I woke up at 1pm, looked in the mirror and fist pumped...I might still be drunk
the last thing i remember is you screaming lets hunt humans.
Just got head while drinking hot cocoa and eating cookies. Never in my life have I felt more like santa claus
I swear he shrunk like 2 inches. Remind me that drunk sex needs to remain drunk sex.
She clogged the toilet and got it out with a seven eleven bag. I tried to tell her no but she was convinced that was the logical thing to do.
someone just laughed at me while i'm laying on the floor waiting for the bus. like they've never been hungover.
Ohh man. That was a snatch-waxer with a score to settle.
Just tried to dig out holes in my mattress for my boobs so I could be comfortable lying down on my stomach
I'm dressed as a caveman and drunk so that's not really an option
The last thing I searched on my phone was "leave in conditioner on cats." This is where my life is.

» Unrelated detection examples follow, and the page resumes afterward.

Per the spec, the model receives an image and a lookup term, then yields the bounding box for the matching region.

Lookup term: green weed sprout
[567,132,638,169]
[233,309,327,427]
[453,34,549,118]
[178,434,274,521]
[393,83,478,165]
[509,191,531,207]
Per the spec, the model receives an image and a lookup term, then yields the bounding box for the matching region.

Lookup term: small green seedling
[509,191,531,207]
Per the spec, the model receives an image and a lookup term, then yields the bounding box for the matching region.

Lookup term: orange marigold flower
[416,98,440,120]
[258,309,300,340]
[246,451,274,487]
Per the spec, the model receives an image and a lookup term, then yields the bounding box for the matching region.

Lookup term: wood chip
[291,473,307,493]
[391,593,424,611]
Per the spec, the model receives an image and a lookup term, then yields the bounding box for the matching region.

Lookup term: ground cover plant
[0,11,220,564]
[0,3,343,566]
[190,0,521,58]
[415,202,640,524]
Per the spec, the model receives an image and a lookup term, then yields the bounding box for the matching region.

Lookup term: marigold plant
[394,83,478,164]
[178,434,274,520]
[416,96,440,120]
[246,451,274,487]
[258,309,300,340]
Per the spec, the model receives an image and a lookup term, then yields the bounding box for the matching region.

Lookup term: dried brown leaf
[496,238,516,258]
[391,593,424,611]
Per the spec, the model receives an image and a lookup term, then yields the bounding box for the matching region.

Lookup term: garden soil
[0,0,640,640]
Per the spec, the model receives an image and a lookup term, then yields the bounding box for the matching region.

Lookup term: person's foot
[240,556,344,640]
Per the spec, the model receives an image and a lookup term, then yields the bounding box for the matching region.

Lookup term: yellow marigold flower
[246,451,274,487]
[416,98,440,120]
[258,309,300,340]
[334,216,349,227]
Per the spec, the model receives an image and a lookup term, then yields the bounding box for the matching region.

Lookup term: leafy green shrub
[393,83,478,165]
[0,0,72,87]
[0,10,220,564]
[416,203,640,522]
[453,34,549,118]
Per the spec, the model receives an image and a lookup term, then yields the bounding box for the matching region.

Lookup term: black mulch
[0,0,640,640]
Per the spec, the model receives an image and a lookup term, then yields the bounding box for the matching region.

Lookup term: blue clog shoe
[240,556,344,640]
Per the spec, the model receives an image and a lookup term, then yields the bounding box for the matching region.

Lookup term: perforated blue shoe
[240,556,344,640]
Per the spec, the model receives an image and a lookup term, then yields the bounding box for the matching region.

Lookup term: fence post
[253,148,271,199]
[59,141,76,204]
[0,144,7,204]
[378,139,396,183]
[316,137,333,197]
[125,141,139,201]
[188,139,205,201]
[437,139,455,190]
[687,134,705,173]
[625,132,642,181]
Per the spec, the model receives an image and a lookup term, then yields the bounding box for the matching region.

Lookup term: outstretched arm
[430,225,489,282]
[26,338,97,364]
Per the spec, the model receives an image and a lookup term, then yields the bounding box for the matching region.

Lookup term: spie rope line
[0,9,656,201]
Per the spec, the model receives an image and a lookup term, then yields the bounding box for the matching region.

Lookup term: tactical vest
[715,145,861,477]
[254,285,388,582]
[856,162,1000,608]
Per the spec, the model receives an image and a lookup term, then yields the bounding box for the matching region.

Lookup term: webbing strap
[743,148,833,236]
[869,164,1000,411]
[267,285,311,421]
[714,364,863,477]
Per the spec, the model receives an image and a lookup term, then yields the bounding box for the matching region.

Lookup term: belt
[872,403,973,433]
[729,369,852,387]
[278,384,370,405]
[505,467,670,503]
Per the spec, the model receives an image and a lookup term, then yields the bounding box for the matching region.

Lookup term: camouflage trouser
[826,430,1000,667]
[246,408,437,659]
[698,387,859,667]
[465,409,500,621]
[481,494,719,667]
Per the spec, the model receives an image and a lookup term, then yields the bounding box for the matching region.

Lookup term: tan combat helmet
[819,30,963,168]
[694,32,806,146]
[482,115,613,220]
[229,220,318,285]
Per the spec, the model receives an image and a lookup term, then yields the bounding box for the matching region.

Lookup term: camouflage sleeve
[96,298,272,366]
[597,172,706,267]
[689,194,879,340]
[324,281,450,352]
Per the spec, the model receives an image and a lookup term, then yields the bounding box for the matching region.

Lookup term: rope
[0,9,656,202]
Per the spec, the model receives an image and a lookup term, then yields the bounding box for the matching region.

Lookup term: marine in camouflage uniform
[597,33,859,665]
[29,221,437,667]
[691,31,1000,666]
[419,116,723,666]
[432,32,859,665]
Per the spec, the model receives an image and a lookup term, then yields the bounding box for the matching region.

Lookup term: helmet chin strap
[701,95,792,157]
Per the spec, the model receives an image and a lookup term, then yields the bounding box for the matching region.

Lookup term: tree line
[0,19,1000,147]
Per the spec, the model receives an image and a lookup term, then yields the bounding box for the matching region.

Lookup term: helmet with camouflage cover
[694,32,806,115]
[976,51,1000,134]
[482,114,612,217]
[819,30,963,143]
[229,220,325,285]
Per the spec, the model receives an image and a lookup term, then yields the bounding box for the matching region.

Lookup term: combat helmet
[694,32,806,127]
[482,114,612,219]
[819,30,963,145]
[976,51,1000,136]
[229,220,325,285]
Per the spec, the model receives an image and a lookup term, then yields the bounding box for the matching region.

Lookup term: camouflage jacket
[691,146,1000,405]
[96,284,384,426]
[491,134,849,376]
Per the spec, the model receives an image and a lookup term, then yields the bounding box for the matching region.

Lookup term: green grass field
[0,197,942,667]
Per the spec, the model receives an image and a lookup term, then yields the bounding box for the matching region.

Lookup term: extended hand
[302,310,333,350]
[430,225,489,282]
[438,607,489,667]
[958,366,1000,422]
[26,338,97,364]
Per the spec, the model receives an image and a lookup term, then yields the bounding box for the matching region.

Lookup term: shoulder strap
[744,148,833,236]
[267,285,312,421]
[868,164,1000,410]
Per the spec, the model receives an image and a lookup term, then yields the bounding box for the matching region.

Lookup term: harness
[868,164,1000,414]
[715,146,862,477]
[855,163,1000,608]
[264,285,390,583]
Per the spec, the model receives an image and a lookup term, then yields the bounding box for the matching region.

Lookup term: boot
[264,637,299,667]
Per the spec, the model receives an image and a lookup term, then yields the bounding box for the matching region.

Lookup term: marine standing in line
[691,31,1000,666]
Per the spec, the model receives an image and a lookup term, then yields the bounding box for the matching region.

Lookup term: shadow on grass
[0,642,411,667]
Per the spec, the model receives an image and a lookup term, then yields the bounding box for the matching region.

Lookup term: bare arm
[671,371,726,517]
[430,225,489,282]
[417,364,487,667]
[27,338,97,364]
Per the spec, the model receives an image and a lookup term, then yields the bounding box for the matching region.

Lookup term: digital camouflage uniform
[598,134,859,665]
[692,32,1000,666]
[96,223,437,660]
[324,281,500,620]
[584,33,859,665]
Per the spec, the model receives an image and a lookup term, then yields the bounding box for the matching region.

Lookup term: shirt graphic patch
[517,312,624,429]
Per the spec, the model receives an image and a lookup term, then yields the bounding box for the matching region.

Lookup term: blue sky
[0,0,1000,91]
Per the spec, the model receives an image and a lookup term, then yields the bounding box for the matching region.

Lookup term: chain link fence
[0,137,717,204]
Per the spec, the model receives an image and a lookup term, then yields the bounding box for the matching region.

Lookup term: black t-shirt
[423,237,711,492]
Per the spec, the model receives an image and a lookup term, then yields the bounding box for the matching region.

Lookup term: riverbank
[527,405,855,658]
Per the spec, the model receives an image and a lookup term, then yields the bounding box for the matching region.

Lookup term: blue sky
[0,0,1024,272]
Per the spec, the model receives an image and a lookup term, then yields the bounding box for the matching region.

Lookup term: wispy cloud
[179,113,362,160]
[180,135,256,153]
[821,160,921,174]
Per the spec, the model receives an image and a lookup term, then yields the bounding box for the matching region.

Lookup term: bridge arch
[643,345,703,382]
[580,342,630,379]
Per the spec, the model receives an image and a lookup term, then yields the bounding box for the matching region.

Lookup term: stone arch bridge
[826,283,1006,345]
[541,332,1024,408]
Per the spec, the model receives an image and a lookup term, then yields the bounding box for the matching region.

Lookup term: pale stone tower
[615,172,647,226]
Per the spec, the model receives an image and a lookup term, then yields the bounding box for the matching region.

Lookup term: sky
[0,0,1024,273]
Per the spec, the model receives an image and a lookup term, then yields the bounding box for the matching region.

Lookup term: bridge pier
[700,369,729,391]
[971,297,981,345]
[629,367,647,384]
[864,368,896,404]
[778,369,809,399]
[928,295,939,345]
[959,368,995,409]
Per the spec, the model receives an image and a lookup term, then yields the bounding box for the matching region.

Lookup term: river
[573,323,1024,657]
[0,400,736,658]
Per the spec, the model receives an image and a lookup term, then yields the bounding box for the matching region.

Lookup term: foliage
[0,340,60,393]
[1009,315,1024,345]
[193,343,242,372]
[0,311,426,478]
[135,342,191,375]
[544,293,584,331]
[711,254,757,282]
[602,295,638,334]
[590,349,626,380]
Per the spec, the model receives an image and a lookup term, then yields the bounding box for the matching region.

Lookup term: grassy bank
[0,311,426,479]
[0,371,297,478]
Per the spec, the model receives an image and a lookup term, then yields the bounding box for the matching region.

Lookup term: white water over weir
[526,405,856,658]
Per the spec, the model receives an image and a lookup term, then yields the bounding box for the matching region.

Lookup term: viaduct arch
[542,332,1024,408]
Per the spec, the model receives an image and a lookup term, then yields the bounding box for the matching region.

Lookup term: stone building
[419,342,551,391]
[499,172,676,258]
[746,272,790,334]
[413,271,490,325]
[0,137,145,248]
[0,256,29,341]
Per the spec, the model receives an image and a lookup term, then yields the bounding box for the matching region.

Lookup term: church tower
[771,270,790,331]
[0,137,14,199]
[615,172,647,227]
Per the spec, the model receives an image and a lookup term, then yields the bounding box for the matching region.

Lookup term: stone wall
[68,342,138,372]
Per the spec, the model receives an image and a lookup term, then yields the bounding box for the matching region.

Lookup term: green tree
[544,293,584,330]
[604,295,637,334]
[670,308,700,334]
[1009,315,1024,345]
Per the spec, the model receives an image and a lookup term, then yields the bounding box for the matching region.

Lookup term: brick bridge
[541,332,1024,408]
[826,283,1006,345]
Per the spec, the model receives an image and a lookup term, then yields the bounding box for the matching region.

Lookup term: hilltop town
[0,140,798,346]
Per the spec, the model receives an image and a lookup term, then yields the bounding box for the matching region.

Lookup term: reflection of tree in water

Well I had to use a seat cushion at Soul Cycle today so, yeah, I'd say the sex was good
also I saw his dick in the morning light and it was glorious. Like staring upon your birthday cake you ordered from heaven and going " can't wait to eat that later"
You carved your initals into all my vitamins and said "now a small part of me will be in you every morning" before you fell asleep with my thong on your head.
When he identified himself as captain clitoris i knew my night was fucked.
Remember when I was real fucked up and said I would give up utensils and only use chopsticks for lent?...just got the reminder on my phone.